Quel pomeriggio eri in riva al Lago, rimuginando in silenzio.

“Black?” chiese una ragazza.

Ti voltasti, scrutando la figura vagamente conosciuta.

“In carne e ossa!” scherzasti ghignando.

Notasti le sopracciglia della ragazza inarcarsi e il tuo ghigno s’ampliò.

“Bene, questa è per te,” s’avvicinò, porgendoti un rotolo di pergamena.

“Che roba è?”

“Non sono una civetta, Black,” sbottò con poco garbo.

“Avrei giurato il contrario!”

Lei assottigliò lo sguardo e pensasti che, in quella posa, fosse davvero bruttina.

“Mi chiamo Sirius, comunque!” urlasti senza motivo quando lei ti voltò le spalle.

“Alice,” urlò a sua volta, marciando verso il Castello.



II.

 

“Black?”

“Sirius.”

Alice sorrise e tu sorridesti con lei. Le vostre dita s’incastrarono e le tue labbra s’avvicinarono alle sue.

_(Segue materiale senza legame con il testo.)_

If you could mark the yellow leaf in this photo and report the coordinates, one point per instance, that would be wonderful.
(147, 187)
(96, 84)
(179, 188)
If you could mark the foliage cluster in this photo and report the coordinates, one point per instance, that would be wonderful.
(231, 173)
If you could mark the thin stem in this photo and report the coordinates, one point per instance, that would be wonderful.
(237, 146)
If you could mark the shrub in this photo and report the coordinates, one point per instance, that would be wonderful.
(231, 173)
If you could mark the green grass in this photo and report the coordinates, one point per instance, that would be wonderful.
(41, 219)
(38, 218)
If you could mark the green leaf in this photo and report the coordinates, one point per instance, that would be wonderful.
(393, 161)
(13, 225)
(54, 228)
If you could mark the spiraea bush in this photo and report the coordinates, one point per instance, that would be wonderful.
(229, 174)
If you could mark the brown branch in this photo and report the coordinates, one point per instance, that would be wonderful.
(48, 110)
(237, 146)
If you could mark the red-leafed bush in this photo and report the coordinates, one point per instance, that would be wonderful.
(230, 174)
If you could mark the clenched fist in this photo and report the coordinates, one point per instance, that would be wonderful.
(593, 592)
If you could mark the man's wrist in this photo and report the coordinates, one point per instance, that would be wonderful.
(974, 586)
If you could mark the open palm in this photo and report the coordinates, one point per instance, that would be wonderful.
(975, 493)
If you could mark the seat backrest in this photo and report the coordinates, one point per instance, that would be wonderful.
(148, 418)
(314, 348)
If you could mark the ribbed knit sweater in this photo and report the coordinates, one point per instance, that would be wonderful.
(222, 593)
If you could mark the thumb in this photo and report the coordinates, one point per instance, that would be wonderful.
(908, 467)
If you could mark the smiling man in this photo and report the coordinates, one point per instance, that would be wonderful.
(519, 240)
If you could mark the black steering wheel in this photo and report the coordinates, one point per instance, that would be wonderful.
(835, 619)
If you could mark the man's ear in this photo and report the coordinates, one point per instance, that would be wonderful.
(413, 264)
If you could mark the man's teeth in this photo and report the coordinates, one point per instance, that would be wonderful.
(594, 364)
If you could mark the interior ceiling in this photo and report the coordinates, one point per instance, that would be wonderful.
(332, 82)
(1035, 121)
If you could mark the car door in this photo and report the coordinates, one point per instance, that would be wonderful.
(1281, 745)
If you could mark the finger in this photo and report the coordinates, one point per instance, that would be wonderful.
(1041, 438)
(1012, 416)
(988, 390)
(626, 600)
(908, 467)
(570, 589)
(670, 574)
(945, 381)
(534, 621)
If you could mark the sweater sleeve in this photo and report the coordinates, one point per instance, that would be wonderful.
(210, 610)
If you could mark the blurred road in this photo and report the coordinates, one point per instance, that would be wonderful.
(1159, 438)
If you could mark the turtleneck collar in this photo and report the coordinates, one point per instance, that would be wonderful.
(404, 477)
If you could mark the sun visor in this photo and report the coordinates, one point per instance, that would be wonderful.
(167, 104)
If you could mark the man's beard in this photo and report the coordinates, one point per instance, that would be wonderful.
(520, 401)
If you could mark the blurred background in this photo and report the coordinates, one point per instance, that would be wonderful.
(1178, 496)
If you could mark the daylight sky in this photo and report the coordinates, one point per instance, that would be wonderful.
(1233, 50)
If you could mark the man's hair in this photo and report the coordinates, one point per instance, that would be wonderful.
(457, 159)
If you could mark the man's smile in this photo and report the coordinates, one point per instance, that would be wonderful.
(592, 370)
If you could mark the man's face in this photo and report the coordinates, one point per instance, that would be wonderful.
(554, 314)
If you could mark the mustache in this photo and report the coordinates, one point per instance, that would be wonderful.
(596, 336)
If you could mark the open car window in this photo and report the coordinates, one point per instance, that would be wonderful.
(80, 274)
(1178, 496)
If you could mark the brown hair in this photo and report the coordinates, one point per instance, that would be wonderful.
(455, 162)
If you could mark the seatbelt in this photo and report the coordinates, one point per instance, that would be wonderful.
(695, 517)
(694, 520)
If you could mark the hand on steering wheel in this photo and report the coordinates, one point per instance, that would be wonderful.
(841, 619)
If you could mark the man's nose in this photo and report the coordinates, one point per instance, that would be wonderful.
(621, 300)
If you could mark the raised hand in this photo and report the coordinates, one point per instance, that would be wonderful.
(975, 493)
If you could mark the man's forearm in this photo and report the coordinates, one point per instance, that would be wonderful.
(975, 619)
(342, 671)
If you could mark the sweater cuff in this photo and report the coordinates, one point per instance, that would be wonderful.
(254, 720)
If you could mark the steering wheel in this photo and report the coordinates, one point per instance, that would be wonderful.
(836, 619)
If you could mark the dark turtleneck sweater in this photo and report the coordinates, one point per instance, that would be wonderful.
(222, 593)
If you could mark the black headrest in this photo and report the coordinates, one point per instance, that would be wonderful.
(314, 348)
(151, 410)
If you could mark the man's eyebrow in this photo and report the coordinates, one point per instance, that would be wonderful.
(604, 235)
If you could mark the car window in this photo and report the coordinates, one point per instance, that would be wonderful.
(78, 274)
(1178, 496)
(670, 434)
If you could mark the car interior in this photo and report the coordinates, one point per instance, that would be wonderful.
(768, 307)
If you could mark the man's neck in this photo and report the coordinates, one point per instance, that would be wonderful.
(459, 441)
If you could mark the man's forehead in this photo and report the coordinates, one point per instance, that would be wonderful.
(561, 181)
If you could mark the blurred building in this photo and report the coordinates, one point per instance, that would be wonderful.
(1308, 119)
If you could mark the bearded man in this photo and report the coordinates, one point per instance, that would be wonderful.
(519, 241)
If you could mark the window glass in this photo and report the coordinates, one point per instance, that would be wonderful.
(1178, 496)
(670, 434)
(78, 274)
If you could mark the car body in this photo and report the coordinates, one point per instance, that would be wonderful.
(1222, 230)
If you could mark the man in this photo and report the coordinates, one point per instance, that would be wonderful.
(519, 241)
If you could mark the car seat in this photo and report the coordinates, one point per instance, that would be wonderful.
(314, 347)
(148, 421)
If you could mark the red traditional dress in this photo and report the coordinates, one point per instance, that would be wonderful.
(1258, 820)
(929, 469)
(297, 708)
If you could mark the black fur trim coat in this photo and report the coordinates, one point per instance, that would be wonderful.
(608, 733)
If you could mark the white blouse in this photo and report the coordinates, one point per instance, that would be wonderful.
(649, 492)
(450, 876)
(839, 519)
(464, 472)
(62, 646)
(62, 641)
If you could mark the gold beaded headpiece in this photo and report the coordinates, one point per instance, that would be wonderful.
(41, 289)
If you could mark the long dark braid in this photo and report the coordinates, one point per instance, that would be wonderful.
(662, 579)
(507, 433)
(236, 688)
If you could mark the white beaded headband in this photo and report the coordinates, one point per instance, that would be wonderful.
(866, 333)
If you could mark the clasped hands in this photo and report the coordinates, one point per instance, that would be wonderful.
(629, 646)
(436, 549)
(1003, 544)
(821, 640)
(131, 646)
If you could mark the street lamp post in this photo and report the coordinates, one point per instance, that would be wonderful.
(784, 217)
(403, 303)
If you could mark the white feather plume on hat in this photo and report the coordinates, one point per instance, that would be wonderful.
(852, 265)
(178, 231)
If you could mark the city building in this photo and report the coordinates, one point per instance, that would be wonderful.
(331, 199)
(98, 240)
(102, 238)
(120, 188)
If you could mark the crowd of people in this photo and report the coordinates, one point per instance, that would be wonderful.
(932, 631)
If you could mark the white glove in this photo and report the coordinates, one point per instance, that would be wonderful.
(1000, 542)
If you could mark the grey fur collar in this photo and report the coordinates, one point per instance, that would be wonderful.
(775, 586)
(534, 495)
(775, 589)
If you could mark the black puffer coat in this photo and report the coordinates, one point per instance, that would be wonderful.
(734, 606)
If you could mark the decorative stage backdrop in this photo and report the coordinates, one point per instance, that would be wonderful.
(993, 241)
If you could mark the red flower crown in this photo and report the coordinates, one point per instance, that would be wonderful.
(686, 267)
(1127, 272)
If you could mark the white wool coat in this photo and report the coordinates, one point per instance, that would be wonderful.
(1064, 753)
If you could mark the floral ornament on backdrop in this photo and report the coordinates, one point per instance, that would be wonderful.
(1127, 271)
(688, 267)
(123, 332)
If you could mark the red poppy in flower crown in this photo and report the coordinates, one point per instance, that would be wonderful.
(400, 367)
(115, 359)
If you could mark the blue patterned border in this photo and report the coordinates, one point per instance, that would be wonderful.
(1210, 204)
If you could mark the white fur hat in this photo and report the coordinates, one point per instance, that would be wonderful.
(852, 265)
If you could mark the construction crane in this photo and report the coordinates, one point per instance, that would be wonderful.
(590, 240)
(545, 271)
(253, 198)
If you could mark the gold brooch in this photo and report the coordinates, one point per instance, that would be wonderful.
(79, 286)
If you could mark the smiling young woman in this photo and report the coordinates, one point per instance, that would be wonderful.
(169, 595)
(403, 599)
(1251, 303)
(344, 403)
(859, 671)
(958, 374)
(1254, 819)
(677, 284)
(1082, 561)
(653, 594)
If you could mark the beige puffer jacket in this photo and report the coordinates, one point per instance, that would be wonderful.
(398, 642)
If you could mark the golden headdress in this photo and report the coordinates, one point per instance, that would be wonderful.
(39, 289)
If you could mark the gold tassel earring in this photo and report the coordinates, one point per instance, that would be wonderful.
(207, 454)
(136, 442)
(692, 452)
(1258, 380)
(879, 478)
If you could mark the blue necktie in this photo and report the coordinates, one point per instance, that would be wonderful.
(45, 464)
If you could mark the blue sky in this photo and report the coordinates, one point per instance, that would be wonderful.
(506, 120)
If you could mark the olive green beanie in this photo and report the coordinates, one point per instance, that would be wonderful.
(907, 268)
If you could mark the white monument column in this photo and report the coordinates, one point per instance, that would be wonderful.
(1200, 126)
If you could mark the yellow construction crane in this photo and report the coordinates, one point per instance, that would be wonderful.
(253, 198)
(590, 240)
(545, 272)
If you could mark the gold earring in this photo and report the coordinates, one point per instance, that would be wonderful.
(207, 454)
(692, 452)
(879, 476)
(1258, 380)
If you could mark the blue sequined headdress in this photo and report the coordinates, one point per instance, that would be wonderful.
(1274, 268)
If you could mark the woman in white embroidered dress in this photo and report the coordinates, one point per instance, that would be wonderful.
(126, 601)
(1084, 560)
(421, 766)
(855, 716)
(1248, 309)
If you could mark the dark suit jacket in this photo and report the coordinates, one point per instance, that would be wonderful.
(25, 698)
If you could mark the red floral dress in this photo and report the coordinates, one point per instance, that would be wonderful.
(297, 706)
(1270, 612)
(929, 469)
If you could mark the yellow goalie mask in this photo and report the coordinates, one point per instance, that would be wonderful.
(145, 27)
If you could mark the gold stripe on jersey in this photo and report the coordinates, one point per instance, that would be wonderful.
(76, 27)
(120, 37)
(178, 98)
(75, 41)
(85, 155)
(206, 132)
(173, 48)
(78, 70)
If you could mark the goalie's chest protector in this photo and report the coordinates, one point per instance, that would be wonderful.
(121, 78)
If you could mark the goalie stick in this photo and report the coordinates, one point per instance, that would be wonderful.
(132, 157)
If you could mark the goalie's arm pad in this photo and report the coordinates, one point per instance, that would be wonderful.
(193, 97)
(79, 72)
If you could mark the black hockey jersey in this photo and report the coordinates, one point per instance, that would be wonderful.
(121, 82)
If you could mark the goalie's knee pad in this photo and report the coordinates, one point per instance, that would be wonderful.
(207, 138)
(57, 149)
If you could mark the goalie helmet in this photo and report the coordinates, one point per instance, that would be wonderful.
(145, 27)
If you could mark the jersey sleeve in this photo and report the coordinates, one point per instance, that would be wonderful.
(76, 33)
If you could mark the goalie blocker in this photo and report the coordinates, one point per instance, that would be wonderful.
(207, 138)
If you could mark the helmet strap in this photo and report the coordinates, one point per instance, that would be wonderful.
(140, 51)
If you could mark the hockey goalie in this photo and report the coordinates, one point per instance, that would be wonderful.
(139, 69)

“Sirius,” mormorò arrossendo. “Non… non qui.”

Avevi quindici anni e una voglia matta di baciarla.

“Perché?” chiedesti.

“Perché siamo in un corridoio.”

“Quindi?” insistesti.

“Quindi… è un corridoio, Sirius!” esclamò piccata e spazientita.

Poi fece quella cosa: assottigliò lo sguardo. La osservasti e ridesti.

“Cos’hai da ridere?”

“Sei proprio brutta!”

“Cosa?” gli occhi erano ormai ridotti a fessure e la sua voce era particolarmente acuta.

“Te l’ho detto,” ripetesti. “Sei brutta!”

“Tu sei brutto,” affermò offesa e poi ti baciò.



III.

“Paciock?”

“Frank.”

“Ma tu sei mia,” affermasti rabbioso.

“Tra noi è finita da mesi.”

“Era solo una pausa,” l’avvicinasti a te. “Io voglio te, voglio solo te.”

“Non è vero,” sibilò. “Lui è dolce e io sono più importante dei suoi amici,” il suo sguardo s’accese, “per lui esisto solo io.”

“Te ne pentirai,” urlasti quando andò via. “Impazzirai senza di me.”

La tua mente non cancellò mai quell’episodio, e divenne la tua reale condanna quando delle guardie ti sbatterono una copia della Gazzetta in pieno volto. Sfogliasti le pagine avido di notizie e scopristi che lei era impazzita davvero.